Introduction

Advances in deep learning have enabled the adaptation of plant diagnosis methods using digital images in agriculture1. For example, the detection of fruits and diseases in plants using images has been shown to be feasible2,3,4. Creating image datasets obtained under actual cultivation conditions is particularly important for the development of image recognition systems5. However, the conditions in an open field are complex, and the captured images are affected by noise factors. Sun et al.3 stated that changes in the environment and plant status during the day confound the image analysis of plant diseases. There are several factors that are thought to be noisy, such as weather conditions (including sunlight, wind, rainfall, clouds, and time of day), ground conditions (including color and type of soil, amount, and growth of weeds), and structures (including poles, trellis, nets, and plastic sheets), together with the background, including vehicles and workers, among other factors. Particularly in fruit trees, the size of trees is large compared to ordinary crops, the structure of branches is complex, and the growth of branches and light conditions differ greatly between the exterior and interior parts of the same tree. Therefore, image diagnosis of the status of a tree, such as the detection of water deficit stress in an open field, is challenging.
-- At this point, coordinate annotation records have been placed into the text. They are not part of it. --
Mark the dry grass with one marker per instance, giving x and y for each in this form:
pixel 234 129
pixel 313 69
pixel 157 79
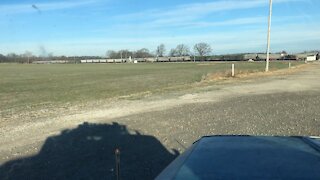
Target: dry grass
pixel 240 74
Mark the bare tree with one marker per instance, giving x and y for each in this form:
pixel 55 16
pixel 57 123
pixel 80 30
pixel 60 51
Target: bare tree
pixel 111 54
pixel 173 52
pixel 27 55
pixel 182 50
pixel 202 49
pixel 161 50
pixel 143 53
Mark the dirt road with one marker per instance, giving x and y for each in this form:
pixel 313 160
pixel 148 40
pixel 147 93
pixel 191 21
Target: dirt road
pixel 157 128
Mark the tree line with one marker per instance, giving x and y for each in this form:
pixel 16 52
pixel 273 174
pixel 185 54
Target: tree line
pixel 200 49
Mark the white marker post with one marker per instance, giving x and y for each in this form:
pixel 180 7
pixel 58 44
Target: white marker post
pixel 232 70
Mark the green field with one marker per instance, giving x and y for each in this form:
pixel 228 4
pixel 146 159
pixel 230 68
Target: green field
pixel 37 86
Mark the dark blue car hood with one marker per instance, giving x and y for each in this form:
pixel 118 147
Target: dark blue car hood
pixel 248 157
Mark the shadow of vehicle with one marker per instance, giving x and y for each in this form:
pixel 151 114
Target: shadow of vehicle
pixel 88 152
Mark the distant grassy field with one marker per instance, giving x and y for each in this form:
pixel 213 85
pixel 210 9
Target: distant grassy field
pixel 37 86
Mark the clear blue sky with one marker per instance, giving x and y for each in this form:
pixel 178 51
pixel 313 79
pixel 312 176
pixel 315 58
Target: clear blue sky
pixel 91 27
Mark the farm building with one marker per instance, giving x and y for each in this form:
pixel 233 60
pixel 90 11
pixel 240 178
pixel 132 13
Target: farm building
pixel 53 62
pixel 311 58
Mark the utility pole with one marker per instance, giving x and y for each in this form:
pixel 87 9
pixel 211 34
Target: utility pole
pixel 268 43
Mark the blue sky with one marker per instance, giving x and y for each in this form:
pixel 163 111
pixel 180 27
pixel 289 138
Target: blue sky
pixel 91 27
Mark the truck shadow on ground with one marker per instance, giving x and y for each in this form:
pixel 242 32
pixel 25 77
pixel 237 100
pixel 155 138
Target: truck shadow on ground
pixel 88 152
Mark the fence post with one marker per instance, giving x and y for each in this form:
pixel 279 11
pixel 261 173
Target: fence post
pixel 232 70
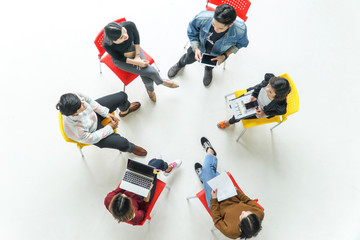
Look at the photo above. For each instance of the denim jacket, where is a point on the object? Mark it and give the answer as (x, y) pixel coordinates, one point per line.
(198, 31)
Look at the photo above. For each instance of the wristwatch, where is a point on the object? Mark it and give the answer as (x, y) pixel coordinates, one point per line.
(225, 55)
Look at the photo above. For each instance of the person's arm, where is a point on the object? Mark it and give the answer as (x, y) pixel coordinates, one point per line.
(275, 108)
(140, 208)
(263, 83)
(140, 63)
(110, 196)
(99, 109)
(78, 133)
(222, 57)
(246, 200)
(218, 220)
(242, 41)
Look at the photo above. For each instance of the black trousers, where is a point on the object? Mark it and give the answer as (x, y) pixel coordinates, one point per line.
(114, 141)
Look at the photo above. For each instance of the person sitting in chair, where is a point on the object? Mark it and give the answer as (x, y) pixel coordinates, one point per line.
(129, 207)
(122, 42)
(217, 33)
(271, 96)
(82, 118)
(235, 217)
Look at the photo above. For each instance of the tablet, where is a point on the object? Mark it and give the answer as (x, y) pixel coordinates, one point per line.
(206, 59)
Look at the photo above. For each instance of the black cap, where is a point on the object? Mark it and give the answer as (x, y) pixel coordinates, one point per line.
(113, 31)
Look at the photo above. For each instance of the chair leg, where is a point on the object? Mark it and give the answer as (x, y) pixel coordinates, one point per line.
(156, 67)
(186, 44)
(242, 133)
(82, 155)
(191, 197)
(275, 126)
(228, 95)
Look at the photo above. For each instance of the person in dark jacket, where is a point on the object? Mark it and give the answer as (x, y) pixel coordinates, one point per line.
(271, 96)
(122, 42)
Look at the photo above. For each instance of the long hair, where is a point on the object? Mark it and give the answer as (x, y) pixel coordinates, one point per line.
(68, 104)
(281, 86)
(250, 226)
(121, 208)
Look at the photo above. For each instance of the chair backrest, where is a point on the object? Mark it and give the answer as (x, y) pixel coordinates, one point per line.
(80, 145)
(160, 185)
(202, 197)
(99, 38)
(292, 99)
(241, 6)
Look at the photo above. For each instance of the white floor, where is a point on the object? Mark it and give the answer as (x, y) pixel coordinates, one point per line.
(305, 173)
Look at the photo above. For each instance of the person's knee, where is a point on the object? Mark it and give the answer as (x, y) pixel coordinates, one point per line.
(124, 145)
(123, 97)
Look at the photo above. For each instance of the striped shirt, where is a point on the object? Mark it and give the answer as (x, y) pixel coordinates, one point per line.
(82, 128)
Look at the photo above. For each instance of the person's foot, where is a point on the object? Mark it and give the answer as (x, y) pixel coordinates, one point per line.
(152, 96)
(170, 84)
(207, 77)
(223, 124)
(174, 70)
(133, 107)
(139, 151)
(172, 166)
(206, 144)
(198, 169)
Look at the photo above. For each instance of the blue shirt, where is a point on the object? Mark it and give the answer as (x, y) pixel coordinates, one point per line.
(234, 39)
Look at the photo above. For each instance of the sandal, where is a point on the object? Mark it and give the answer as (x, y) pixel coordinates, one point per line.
(222, 125)
(133, 107)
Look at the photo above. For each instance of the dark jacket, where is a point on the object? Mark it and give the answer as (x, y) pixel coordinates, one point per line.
(275, 107)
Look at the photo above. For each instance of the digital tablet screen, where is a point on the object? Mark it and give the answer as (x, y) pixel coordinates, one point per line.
(205, 59)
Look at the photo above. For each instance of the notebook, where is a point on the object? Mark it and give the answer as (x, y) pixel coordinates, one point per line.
(137, 178)
(206, 60)
(241, 106)
(224, 185)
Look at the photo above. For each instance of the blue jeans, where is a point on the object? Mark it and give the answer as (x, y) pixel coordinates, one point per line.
(158, 164)
(208, 172)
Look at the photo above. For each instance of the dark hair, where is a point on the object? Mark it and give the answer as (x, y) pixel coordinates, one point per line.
(250, 226)
(281, 86)
(69, 104)
(225, 14)
(113, 31)
(121, 208)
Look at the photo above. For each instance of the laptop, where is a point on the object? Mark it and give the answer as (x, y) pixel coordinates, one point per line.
(137, 178)
(206, 60)
(242, 107)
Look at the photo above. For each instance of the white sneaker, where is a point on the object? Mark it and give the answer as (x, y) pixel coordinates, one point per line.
(174, 165)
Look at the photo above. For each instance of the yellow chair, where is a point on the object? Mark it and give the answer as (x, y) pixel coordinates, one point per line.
(79, 145)
(292, 107)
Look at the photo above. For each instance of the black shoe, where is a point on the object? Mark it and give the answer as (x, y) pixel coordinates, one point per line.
(206, 144)
(207, 77)
(174, 70)
(198, 169)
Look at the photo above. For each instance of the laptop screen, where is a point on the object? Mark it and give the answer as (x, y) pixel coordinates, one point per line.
(140, 168)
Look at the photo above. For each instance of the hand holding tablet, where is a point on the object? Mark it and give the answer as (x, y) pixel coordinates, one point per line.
(206, 60)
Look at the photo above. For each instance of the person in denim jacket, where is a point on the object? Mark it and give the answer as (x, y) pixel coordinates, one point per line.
(218, 34)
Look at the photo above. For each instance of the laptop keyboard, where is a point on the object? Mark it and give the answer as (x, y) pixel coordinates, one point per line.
(137, 180)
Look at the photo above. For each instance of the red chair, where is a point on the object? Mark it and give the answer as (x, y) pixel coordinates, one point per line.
(241, 6)
(201, 195)
(125, 77)
(160, 185)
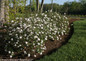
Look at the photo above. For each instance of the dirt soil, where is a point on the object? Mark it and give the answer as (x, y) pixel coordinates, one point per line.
(51, 46)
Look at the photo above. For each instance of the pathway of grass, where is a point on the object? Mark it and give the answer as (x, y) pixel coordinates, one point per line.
(75, 49)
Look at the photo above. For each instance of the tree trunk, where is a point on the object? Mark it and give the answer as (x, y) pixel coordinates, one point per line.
(42, 5)
(37, 4)
(30, 5)
(2, 14)
(14, 6)
(6, 10)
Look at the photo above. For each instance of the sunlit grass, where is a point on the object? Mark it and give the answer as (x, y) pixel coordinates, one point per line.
(75, 49)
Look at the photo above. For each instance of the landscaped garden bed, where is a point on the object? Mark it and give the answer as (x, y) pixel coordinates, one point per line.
(55, 30)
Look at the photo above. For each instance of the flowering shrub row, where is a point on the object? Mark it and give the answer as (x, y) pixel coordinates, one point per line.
(28, 35)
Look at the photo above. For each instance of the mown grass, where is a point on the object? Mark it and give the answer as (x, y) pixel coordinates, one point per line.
(75, 49)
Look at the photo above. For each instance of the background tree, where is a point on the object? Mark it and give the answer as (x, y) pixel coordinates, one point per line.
(2, 12)
(42, 5)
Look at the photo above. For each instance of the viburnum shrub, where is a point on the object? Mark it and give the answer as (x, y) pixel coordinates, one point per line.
(28, 35)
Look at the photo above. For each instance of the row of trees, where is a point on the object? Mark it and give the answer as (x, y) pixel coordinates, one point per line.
(10, 8)
(68, 7)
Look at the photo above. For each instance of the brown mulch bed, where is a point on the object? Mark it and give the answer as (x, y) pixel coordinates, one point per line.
(51, 45)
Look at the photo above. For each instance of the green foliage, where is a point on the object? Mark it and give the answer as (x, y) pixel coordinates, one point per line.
(27, 36)
(74, 50)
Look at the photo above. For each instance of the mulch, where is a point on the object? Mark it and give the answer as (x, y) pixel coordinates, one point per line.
(51, 46)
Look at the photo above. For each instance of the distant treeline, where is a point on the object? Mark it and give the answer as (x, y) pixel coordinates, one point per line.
(72, 8)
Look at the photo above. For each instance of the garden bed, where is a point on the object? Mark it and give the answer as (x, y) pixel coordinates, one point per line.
(51, 45)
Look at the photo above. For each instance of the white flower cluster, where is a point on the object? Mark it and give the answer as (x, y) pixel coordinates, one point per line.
(29, 35)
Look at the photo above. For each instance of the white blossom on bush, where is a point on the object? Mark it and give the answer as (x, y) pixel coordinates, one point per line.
(29, 35)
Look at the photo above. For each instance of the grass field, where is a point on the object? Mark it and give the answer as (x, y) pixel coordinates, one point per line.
(75, 49)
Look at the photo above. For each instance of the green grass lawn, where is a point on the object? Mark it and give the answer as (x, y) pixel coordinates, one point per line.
(75, 49)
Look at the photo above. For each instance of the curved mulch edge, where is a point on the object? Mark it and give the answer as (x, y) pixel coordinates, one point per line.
(54, 45)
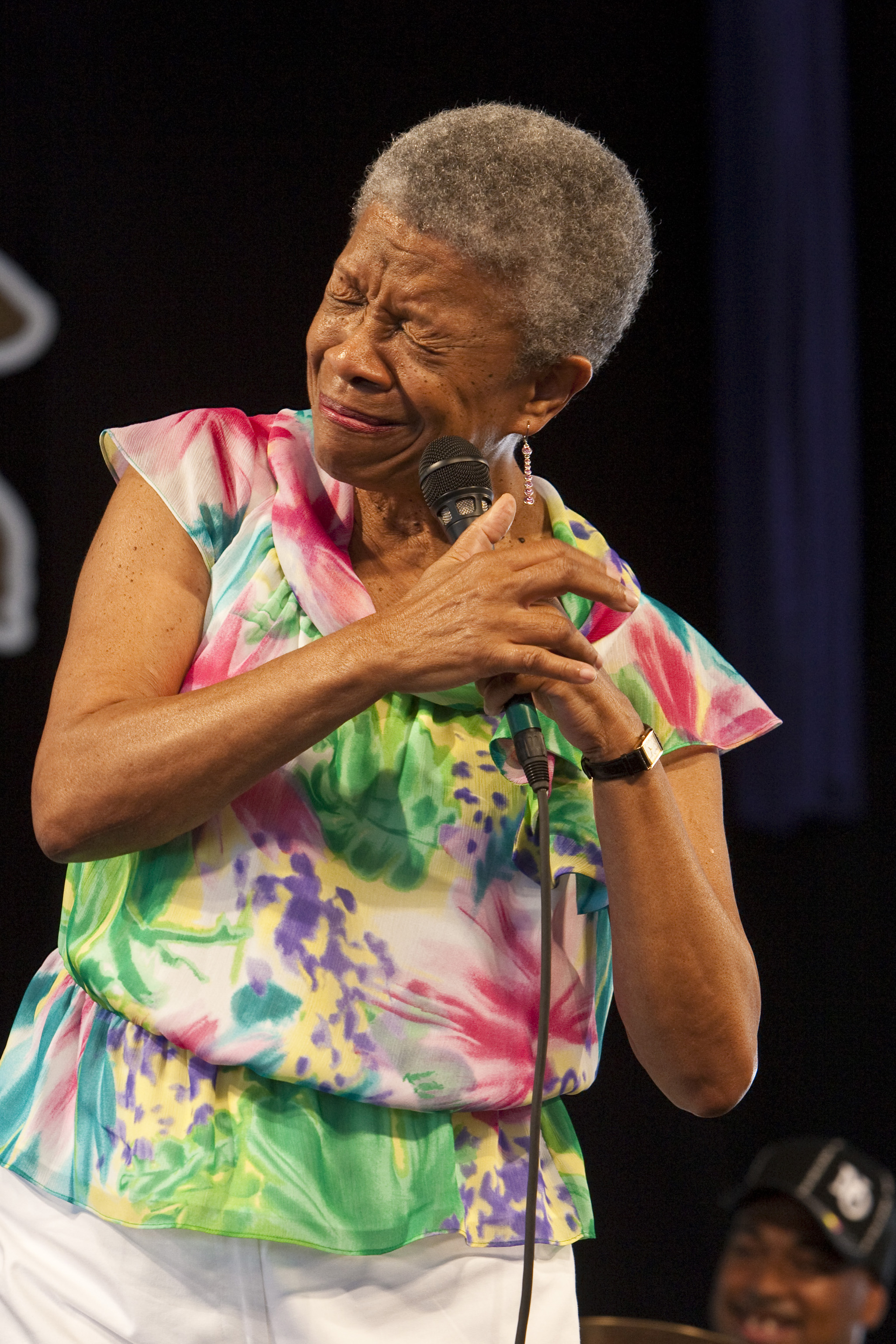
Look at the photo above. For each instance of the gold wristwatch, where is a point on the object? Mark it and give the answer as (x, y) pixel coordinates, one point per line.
(645, 756)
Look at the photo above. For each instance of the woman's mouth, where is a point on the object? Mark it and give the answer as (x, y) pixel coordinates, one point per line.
(348, 418)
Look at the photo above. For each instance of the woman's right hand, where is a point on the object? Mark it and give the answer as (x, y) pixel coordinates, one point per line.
(480, 612)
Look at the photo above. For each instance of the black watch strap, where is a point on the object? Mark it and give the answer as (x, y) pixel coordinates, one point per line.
(645, 756)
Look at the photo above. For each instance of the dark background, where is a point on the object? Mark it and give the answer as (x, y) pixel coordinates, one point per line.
(179, 178)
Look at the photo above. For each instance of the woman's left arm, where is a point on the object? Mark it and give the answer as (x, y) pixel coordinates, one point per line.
(683, 972)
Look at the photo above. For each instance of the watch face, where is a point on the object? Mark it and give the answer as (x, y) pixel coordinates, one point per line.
(652, 749)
Water deficit stress reduces plant vegetative growth and leaf photosynthesis6,7. In contrast, moderate water stress improves the fruit quality by increasing sugar concentration8. The effects of irrigation on fruit quality differ depending on the fruit developmental stages9. Yield and tree growth are also affected by water management10. Therefore, the management of water deficit stress is important for controlling fruit tree growth, yield, and fruit quality in peach trees11, and the assessment of plant water deficit stress is invaluable for precise and controlled irrigation.

To assess the water deficit stress, a reliable method for measuring the extent of water stress is of paramount importance. Presently, pressure chamber measurement12 serves as a sensitive physiological indicator of tree water deficit stress. The stem water potential (Ψstem), which is measured on a non-transpiring covered leaf in a hermetic aluminum bag, indicates the integrated results of whole-plant transpiration, soil, and root/soil hydraulic conductivity13. Ψstem has been used as a stable index of irrigation requirements in deciduous fruit trees14, and the relationship between Ψstem and parameters such as vegetative growth, yield and fruit quality, gas exchange, and carbon accumulation has been evaluated in peach and nectarine trees15,16,17,18,19,20.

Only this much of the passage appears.